Confirming certain fears is the news coming from the contested region of Abyei, spanning the North and South, a region very rich in oil but also in water. As Reuters reported, at least 36 people have died in encounters with Arab nomad farmers, in search of water and pastures, in violence coinciding with the referendum. Meanwhile other attacks were recorded in the oil-state Unity and on the border between the states of South Kurdufan (North) and of the Northern Bahr el-Ghazal (South), according to Reuters.

Abyei is a sort of “microcosm” of conflicts that for decades have broken out in Sudan: an “explosive mix” of ethnic tensions, ambiguous borders, oil and long-standing rivalry. Leaders of the southern Sudanese Dinka Ngok ethnic group openly accuse the Khartoum regime of furnishing arms to militiamen of Misseriya Arab shepherds present in the Abyei region, which enjoys moreover a special status and is governed at present by a mixed administration, made up of officials of the SPLA/M and of the National Congress Party.
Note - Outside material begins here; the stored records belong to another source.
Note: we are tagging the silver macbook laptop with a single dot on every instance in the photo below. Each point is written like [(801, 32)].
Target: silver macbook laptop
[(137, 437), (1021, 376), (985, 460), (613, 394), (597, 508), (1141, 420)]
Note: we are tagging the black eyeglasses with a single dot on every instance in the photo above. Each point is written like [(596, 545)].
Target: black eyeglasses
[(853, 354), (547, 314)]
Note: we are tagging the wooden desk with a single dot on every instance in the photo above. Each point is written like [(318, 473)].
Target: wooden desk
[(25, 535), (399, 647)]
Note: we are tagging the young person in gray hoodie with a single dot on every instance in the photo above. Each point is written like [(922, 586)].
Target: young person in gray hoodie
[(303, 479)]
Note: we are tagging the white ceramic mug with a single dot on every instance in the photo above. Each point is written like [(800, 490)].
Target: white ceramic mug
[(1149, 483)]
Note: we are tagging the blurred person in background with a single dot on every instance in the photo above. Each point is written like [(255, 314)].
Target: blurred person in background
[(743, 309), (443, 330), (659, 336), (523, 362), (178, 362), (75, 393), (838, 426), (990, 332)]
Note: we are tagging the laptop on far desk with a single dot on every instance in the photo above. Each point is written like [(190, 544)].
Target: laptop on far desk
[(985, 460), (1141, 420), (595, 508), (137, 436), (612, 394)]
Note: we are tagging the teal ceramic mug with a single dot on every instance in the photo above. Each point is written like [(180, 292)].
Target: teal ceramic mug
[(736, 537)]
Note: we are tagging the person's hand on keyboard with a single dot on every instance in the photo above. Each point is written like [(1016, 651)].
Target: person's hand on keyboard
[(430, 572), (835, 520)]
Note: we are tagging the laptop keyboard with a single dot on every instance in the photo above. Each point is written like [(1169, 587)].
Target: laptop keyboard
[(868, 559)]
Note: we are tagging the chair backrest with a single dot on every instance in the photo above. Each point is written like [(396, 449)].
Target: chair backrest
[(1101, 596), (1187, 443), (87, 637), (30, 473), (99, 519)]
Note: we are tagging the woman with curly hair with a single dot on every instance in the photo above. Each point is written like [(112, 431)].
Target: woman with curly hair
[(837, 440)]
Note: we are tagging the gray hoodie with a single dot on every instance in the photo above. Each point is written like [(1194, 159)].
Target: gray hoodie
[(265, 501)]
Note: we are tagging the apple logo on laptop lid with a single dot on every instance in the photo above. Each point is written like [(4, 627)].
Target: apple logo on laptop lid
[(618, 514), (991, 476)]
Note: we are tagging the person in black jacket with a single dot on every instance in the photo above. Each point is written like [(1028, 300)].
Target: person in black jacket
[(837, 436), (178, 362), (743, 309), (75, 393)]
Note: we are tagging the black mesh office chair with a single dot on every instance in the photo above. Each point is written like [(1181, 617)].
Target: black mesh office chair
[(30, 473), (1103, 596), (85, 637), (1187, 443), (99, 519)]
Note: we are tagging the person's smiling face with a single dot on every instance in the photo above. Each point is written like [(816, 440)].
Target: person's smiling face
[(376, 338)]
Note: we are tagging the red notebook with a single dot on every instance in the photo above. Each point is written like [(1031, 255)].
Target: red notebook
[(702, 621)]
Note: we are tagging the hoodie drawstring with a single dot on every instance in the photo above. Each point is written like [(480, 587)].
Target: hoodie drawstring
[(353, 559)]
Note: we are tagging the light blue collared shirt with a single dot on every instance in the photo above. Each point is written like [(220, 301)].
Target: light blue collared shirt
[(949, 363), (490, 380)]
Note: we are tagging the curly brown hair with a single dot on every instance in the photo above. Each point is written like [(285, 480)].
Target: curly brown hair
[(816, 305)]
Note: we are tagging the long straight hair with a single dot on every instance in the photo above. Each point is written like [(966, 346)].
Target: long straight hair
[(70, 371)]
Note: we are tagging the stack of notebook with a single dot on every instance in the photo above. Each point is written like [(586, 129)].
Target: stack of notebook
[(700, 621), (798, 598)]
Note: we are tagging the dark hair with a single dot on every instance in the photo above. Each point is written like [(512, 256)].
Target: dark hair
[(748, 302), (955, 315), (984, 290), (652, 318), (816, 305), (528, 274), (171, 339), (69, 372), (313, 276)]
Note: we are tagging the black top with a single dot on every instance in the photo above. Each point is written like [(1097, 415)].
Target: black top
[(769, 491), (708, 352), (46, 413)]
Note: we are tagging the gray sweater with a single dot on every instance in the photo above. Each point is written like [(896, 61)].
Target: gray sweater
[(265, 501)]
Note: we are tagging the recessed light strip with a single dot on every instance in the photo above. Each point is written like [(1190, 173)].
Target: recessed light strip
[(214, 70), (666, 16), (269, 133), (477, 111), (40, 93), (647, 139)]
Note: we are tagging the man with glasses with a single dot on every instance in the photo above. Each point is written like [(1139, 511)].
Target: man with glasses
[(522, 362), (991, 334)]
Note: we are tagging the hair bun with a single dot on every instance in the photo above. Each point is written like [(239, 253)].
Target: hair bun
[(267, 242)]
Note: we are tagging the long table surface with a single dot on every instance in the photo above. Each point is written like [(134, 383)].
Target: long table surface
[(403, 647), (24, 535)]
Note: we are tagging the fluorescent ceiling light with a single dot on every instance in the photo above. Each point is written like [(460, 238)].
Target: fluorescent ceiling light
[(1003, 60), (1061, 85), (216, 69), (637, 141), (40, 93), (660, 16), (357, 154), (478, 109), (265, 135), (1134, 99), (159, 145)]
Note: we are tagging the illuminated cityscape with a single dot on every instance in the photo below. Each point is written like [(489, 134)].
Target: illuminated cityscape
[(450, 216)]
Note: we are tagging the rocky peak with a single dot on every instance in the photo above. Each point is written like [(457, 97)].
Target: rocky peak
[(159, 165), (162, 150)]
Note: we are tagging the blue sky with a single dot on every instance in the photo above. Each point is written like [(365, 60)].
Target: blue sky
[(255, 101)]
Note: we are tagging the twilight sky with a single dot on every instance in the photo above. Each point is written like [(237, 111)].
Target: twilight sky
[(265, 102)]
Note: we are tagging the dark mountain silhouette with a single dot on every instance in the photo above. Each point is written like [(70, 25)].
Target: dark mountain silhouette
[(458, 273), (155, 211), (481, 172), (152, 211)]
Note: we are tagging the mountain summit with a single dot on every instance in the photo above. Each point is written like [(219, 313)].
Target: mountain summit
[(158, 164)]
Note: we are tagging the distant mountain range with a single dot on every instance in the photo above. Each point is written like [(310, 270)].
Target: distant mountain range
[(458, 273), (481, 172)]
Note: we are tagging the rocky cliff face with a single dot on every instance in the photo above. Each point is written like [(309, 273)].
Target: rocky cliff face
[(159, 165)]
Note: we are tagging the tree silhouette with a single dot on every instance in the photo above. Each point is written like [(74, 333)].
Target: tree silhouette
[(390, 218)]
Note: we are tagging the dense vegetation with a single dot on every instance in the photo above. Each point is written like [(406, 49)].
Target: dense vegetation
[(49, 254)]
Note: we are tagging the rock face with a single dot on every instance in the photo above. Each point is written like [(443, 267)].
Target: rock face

Much will depend on President Bashir, who has assured that he will respect the outcome of the referendum, even if he is convinced that Juba “is unable to provide for its citizens or for forming a state or authority” (Al Jazeera, Jan. 8). Bashir has on his head a mandate for arrest issued by the International Criminal Court for crimes against humanity in Darfur. His promises regarding the referendum have not convinced observers, who fear recourse to the old tactic of war “by proxy.” In an opinion editorial published Saturday by the New York Times, American President Barack Obama warned, “Under no circumstance should any side use proxy forces in an effort to gain an advantage while we wait for the final results.”

One thing is certain: The referendum does not please Khartoum. For the former Sudanese President Sadiq al-Mahdi — the leader in the 80s of one of the most brutal phases of the civil war — the referendum opens a “Pandora’s box” because it cancels the borders of the colonial period. The New York Times suggested the same. Also international experts, such as Phil Clark of the School of Oriental and African Studies of London, fear the “domino effect.” “Africa does not need a new map,” he said, according to the New York Times.

Nevertheless, For Father Sean O’Leary, director of the Denis Hurley Peace Institute, headquartered in Pretoria, South Africa, the Sudanese referendum is instead a point of departure for the whole continent. “This vote is an important vote, not only for the people of Southern Sudan, but as a potential starting point for the rewriting of several artificial borders created in Africa during the Berlin conference of 1884-85,” he told Fides on Friday. “We can see the beginning of a new wave of independence. As in South Africa in 1994, what we are witnessing is the birth of a new nation.”